Yıllardır anlamadığım bir
şey şu cenazelerde güneş gözlüğü takmak. Cenazede ağlayan gözlerini insan neden
gizlemek istesin ki, ne kadar doğal bir hal bu hâlbuki. Güneş gözlüğü ardına
sığınan ağlamaktan şişmiş gözleri güneş gözlüğü ile saklama fikri, aslında
kişinin pekte üzülmediğini gösterir. Mesela çok üzüldüğünüz bir olayla karşı
karşıya kaldığınız bir gününüzü anımsayın, dünyayı unuttuğunuzu, zamanın bile
farklı aktığını hatırlayacaksınız... Yoğun duygularınız sizi hayattan koparır
atar. Bu yüzden şişmiş gözlerini, solgun yüzünü dert etmezsiniz, bunu
aklınızdan dahi geçirmezsiniz. Güneş gözlüğü takanlar rol yaptığının
anlaşılmamasını isteyen “üzgün kimseler” olacaktır böyle bir vaziyette.
Bugün Birand’ın Kanal D binasının önünde düzenlenen cenaze merasimi fotoğraflarına baktım. Güneş
gözlüğü takanlar vardı. Ama bir fotoğraf vardı ki dünyadan kopmuş katıksız acının,
nasıl görünüyorum takıntısından uzak, saf bir acının vesikasıydı bu fotoğraf.
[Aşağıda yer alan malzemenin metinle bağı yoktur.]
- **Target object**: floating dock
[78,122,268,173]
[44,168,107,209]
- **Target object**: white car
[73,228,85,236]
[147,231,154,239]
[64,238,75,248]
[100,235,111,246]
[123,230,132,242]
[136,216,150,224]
Sadece acısıyla baş başa kalan insanının bu yoğunlukla her türlü sosyal
baskıdan sıyrılmasının resmiydi.
Bu nedenle acının yüksek
dozda etki ettiği zihinler evden çıkarken güneş gözlüğünü yanına almaz, alamaz.
Çünkü o kendini bile unutmuştur o anlarda.